Longest Repeated Substring
Items with the first \(n\) characters equal in the whole string are adjacent to one another in the suffix array. This is useful in finding the longest repeated substring in some text (brute force would be \(O(N^{2})\)).

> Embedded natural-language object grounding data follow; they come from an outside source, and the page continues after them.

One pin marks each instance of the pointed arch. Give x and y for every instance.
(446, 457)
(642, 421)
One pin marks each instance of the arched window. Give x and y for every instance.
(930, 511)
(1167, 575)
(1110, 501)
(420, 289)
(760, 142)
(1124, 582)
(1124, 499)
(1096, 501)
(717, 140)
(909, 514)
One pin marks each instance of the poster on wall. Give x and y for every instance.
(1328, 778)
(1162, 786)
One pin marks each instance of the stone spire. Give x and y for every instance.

This works well if your longest repeated substring is not huge. The reason is that if “abcdefghij” is your longest repeated substring, then your suffix array will also have “bcdefghij”, “cdefghij”, and so on. If your longest repeated substring is \(D\) characters long, then to find it you’ll need at least \(1+2+\cdots+D\) comparisons - this is quadratic in \(D\).
This will be a problem even when forming the suffix array.
To get around this problem, use the Manber-Myers algorithm which is linearithmic.